Regulation is another big issue. Because procurement is such a headache, and often adds between 8 and 18 months just to get a contract in place on top of development time, in the world of technology, this means that government is forced to live a cycle behind on Moore's Law, something I spoke about at Code for America a few weeks ago. We need for procurement rules to change so that government can get better access to people and talent, and so that the gap between what kind of technology people expect and what government can provide (what VanRoekel calls 'the Productivity gap' but I think is more of an expectations gap) starts closing. We have a system designed to prevent fraud, and mitigate failure, and what that does is give government yesterday's technology at tomorrow's prices.
A third, and I think often overlooked reason why government cannot think critically about technology is that it does not participate, socially, online in the same way that everybody else does. As I mentioned in my post about tools for brainstorming and dialog if government wants access to expertise, the best way to do that is not to use or develop new systems to get that expertise, but rather to go to where the experts are and ask -- it must stop carving out special places for citizens to participate with government in an official capacity, and start soliciting input and sharing its own expertise where experts are to be found.
All three of these things can be solved without government "behaving more like a startup." Nobody really wants government to behave like a startup -- nobody wants their government to "pivot" or to bet the farm. We certainly don't want it obesessed with it's own margins, and until Marlboro Miles become legal tender, there's a bright line between what government can do and what business can do. We certainly don't want the government to worship sunk costs, and we do want it to be "more agile, like a startup", the fact is: most startups fail.
And more often than not, government cannot afford that luxury. Take the story of USAJobs.gov. Government did the thing that I've been hoping they'd do for a long time -- they stopped relying on contractors, got some developers and developed their own software in-house. It ought to be that USAJobs.gov can launcha minimum viable product and iterate, but instead what happened was, the website launched with some bugs and Congress flipped out. Congress isn't requesting iteration, they're requesting heads on platters. The final step and the most difficult one is to change the expectations of the public and, frankly, of Congress. Government can't innovate unless there is less political outrage in failure.

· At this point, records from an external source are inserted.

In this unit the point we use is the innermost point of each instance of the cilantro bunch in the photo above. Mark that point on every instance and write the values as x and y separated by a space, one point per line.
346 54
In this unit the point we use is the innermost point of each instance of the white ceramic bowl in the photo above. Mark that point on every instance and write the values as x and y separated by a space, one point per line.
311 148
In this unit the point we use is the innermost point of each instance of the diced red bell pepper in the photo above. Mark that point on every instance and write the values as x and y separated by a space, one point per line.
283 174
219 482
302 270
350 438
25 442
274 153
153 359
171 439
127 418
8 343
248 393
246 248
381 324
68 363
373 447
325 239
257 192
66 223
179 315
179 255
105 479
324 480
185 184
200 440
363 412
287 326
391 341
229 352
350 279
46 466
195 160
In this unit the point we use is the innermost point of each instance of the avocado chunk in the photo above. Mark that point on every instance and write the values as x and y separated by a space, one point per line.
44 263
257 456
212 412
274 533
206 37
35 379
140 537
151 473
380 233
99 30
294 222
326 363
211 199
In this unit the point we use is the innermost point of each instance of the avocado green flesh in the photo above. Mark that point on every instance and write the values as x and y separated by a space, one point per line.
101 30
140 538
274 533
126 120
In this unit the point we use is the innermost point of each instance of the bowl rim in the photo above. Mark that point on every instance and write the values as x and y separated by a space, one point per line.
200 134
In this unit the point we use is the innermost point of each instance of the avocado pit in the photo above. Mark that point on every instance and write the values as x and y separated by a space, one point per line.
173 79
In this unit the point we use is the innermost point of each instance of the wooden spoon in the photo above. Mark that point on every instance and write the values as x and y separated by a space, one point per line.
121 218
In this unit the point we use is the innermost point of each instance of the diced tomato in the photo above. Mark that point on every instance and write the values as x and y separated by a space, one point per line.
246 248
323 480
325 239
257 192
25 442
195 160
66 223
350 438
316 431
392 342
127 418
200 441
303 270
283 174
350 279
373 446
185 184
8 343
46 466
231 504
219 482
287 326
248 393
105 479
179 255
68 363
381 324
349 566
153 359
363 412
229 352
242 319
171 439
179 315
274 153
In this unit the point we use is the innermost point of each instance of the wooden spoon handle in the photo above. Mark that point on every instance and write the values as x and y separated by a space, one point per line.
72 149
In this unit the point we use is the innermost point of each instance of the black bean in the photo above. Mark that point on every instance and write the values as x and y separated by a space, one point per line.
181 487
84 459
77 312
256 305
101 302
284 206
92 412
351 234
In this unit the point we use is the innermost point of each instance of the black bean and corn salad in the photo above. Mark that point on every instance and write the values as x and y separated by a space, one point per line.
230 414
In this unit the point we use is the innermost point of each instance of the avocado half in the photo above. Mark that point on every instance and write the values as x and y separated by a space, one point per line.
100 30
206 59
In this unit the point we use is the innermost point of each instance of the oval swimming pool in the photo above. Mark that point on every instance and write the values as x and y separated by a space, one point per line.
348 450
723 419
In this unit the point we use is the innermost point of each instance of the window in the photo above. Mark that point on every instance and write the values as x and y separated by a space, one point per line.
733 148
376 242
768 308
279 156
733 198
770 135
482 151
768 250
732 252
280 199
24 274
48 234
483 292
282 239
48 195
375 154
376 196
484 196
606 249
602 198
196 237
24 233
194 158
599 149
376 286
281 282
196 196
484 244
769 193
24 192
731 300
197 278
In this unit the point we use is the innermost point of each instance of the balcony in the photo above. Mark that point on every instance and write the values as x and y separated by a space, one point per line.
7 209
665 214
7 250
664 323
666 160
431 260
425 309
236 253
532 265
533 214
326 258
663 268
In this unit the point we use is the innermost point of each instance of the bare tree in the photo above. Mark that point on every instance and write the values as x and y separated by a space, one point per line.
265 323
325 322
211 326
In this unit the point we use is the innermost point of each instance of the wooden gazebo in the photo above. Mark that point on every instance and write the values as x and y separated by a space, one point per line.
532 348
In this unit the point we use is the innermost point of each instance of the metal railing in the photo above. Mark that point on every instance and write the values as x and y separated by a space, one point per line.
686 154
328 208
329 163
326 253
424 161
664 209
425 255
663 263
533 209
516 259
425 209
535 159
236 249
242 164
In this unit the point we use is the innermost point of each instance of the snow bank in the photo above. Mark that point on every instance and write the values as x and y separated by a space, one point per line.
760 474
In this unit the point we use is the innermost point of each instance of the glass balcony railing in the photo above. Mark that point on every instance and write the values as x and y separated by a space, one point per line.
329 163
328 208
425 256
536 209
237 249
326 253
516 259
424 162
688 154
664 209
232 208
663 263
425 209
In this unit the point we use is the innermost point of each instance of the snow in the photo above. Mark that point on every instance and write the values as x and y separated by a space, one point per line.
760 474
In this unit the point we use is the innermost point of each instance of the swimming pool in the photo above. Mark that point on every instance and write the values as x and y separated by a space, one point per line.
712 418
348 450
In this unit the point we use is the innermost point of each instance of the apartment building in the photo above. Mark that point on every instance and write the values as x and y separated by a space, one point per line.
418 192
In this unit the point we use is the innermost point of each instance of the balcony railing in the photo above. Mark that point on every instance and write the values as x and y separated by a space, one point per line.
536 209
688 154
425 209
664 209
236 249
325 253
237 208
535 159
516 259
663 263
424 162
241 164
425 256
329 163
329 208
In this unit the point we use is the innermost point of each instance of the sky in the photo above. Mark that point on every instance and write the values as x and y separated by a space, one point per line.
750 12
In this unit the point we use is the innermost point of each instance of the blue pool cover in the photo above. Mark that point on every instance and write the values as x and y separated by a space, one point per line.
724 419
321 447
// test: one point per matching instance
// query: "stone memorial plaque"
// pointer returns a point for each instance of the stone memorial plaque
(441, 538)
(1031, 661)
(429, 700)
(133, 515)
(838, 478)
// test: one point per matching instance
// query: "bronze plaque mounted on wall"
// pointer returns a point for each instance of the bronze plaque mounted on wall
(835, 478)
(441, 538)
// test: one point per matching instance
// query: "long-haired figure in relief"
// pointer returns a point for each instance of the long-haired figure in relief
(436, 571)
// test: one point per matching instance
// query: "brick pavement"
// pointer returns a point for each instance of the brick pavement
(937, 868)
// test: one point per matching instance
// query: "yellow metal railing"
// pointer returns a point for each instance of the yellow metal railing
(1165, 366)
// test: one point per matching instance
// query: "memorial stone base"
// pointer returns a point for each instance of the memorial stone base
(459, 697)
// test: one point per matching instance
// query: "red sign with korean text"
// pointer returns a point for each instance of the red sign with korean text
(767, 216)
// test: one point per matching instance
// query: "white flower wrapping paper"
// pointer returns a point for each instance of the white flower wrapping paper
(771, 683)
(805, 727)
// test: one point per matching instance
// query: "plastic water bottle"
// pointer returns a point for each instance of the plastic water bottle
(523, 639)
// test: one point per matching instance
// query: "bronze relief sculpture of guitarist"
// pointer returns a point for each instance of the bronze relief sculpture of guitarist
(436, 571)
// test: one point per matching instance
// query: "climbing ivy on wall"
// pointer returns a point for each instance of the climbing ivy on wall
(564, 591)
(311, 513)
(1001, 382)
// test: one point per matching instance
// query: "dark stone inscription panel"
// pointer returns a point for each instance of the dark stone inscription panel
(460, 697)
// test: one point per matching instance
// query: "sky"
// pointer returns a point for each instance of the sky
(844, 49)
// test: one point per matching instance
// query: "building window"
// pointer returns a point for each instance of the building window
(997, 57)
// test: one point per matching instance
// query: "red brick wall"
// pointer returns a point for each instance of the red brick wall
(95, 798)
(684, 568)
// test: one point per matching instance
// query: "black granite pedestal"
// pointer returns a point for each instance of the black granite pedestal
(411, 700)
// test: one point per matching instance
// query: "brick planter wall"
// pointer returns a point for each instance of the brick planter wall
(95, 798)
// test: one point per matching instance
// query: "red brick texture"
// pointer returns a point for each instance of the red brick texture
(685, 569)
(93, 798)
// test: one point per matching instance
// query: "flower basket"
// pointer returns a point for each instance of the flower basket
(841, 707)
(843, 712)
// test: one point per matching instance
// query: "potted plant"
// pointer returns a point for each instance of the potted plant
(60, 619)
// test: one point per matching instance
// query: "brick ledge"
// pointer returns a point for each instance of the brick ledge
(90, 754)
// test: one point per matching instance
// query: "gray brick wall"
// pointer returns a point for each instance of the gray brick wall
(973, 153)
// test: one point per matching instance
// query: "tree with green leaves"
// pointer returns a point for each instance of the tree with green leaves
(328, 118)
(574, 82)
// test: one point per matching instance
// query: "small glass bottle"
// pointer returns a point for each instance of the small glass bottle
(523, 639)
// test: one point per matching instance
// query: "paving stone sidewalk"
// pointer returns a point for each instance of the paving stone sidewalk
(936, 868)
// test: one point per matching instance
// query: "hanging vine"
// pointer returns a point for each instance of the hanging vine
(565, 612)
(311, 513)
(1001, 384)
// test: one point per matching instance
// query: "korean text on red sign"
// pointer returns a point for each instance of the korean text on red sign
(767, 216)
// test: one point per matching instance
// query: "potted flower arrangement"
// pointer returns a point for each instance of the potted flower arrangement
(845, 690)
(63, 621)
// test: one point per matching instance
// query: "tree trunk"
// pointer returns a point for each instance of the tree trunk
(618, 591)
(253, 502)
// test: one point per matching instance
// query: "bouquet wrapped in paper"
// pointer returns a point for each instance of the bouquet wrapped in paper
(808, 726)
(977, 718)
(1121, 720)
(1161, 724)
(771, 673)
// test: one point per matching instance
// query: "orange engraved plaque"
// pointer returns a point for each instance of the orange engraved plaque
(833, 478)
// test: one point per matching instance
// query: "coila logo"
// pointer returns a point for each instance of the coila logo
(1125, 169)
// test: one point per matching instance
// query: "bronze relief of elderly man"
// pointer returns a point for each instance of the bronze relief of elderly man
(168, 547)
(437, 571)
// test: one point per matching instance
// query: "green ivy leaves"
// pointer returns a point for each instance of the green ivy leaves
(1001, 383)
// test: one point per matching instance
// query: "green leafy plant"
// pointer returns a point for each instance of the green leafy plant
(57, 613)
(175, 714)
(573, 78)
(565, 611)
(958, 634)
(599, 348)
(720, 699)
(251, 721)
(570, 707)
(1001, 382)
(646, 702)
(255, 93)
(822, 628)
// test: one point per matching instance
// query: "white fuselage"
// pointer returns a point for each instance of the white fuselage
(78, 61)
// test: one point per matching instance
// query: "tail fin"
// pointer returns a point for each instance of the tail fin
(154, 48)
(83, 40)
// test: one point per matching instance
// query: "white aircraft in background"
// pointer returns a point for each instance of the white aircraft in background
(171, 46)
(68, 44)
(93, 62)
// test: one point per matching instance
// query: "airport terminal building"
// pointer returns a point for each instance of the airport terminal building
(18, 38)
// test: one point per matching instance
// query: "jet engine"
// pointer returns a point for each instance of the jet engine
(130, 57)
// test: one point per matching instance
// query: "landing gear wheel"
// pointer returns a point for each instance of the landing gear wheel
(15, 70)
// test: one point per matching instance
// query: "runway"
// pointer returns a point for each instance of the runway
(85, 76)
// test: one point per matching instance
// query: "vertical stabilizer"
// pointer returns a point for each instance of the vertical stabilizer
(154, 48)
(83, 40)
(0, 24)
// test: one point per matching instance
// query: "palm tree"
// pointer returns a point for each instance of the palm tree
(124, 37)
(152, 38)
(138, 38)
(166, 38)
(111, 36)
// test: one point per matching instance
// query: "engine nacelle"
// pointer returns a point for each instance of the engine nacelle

Government's best moments of innovation were when government leveraged its strengths of being government, and used those resources and its patience in order to innovate. So I think it's time we moved beyond this simple "government should act more like a startup" idea. We need to admit to ourselves that that notion isn't pragmatic: the economic incentives aren't right, and the cost of failure is too high. Government need not be a startup in order to innovate. Instead, let's focus on what the actual barriers to innovation and change them.